Is there is a limit to the number of 'wheres?' If not, then they are infinite, otherwise you have to explain what the boundary is and why there is no 'where' on the other side of it.
Regards,
John M
"Say that distance is a lens that redshifts light and the further the light travels, the more this effect compounds itself,"
John, the measure of redshift -- i.e., longer apparent wavengths as an object moves away from the point of observation -- is linear (in flat spacetime). If mere distance from the source had an effect, we wouldn't know what redshift means. You'd have to show that the laws of physics are not uniform over the universe, before you could even make your assumption.
" ... so the further away it is, the greater the percentage of redshift. This creates a parabolic curve of the rate of redshift."
The rate varies only as a function of linear motion. If z varied dependent on distance of the observer from the object, redshift measurement would be meaningless. That is, if a measurement z > 1 from where one stands on Earth is z < 1 at some point between Earth and the redshifted object, the object is moving forward and backward on the same line at the same time. In other words, a variable redshift on the same trajectory implies a blueshift for an observer moving toward the object at the rate equal to the object's recession. That would make Pentcho Valev happy, but it wouldn't be consistent with any physics we know.

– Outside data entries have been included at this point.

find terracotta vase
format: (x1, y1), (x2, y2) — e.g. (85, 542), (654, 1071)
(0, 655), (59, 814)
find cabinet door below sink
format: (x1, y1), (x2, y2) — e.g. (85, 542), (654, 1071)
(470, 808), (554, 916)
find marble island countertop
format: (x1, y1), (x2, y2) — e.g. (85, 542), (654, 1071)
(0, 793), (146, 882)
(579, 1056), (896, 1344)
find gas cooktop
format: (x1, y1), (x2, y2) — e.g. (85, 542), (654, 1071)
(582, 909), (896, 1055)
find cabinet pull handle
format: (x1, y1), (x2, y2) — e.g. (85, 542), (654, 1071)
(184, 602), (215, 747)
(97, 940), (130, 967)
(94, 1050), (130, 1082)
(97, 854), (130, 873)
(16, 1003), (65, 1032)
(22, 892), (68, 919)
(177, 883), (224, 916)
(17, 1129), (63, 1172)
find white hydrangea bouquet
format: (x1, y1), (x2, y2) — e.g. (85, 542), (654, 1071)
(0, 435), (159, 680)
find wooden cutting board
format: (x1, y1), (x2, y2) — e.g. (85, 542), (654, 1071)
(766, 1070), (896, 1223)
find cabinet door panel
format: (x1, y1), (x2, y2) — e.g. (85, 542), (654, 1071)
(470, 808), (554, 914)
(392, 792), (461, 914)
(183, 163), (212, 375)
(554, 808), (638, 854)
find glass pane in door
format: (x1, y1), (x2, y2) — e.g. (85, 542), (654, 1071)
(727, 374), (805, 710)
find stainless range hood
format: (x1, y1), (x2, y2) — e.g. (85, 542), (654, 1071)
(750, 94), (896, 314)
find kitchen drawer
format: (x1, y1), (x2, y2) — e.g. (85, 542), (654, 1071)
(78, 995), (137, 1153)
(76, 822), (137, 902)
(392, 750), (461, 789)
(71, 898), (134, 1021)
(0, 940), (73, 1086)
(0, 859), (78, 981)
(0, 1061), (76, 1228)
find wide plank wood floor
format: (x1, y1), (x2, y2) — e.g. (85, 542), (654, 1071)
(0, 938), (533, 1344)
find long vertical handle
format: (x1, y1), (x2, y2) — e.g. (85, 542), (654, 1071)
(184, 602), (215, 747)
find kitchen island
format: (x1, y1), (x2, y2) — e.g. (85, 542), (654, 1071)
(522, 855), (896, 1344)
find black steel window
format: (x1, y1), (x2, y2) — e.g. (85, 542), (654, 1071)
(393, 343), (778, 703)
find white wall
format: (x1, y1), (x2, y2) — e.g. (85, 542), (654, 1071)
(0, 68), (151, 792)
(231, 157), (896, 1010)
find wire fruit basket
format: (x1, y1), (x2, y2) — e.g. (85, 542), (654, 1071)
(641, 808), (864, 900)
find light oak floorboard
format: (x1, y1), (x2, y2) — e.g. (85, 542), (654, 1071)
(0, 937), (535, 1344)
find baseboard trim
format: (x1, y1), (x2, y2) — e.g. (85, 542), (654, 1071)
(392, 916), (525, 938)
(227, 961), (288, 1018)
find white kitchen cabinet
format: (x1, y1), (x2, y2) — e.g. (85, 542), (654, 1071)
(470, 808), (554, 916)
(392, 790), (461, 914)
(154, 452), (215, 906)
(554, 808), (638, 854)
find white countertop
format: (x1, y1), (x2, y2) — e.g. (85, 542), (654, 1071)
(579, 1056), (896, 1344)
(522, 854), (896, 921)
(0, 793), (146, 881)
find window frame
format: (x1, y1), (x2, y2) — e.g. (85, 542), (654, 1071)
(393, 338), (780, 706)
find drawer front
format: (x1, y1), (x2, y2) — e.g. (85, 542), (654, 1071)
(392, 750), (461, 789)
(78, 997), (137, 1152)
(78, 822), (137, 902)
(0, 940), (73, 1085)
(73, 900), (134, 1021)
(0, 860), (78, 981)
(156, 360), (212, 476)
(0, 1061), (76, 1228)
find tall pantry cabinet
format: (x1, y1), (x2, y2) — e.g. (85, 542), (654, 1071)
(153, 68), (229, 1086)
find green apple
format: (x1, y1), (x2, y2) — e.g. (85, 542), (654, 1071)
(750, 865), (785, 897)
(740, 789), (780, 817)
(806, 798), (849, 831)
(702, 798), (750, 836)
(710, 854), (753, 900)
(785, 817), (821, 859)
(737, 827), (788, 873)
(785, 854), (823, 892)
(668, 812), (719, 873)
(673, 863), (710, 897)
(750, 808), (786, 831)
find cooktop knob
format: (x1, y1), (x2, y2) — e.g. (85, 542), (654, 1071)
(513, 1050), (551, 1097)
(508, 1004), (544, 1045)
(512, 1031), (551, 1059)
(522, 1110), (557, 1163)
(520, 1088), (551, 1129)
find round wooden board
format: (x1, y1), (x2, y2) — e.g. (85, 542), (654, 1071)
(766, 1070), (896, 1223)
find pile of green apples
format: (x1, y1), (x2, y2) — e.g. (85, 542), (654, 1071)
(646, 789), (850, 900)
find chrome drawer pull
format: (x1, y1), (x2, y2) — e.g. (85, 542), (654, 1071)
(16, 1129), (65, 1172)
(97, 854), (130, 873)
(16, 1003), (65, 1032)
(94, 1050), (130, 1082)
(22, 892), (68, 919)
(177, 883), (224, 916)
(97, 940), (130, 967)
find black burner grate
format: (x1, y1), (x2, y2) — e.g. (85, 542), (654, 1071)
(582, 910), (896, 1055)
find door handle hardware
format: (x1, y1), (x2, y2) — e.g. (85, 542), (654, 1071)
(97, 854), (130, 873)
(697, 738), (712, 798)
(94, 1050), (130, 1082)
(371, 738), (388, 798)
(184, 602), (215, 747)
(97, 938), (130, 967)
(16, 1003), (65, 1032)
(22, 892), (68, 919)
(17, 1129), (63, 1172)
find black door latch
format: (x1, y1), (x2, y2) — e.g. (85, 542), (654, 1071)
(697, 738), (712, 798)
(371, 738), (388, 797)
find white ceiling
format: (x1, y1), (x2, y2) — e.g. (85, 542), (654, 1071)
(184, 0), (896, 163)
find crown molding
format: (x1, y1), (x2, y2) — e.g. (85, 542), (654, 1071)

(And you complain about 'fantastical' results from theorists? :-) )
Best,
Tom
Tom,
" You'd have to show that the laws of physics are not uniform over the universe, before you could even make your assumption."
And your assumption is that we know all the laws of physics, including what will affect light traveling trillions of miles, so in order to support that assumption we currently have to accept inflation, dark energy and the various other fixes. Yes, I know all about the controversies between 'tired light/steady state,' vs. big bang models, but at some point the larger debate will have to be reopened, as we keep finding evidence of structures that took longer than the assumed age of the universe to develop. We are pretty much up to the line now.
Did you read that paper by Christov I keep linking to?
1. Introduction
The propagation of waves in linear dissipative systems is well studied but most of the investigations are concerned with the propagation of a single-frequency wave. On the other hand, in any of the practical situations, one is faced actually with a wavepacket, albeit with a very narrow spread around the central frequency. This means that one should take a special care to separate the effects of dispersion and dissipation on the propagation of the wavepacket from the similar effects on a single frequency signal.
"5. Conclusions
In the present work, the effect of attenuation and dissipation on propagation of waves governed by the Jeffrey equation is addressed. When packets of small but finite breadth are considered the presence of dissipation changes the central wave number of the packet. The distribution of the wave length around the central length is assumed to be Gaussian which is the most frequently encountered case in cosmology when hot stars are observed. Dispersion relation for the damped wave equation is derived and the evolution of the packet density is investigated in time(or space). It is shown that the attenuation acts merely to decrease the amplitude of the shifts packed, while the dissipation damps the higher frequencies stronger than the lower frequencies and shifts the maximal frequency of the packet to lower frequencies (longer wavelengths), i.e., the packet appears redshifted upon its arrival. For Gaussian wavepackets, this kind of redshift is linearly proportional to the time passed or the distance traveled. The coefficient of proportionality contains the ratio of the dissipation coefficient and the initial width of the distribution which means that the thicker packets are redshifted more than the narrower ones for the same distance or for the same time. We call this liner relationship ''Hubble Law'' for redshifting of wavepackets."
Missing one little detail can throw everything out of whack.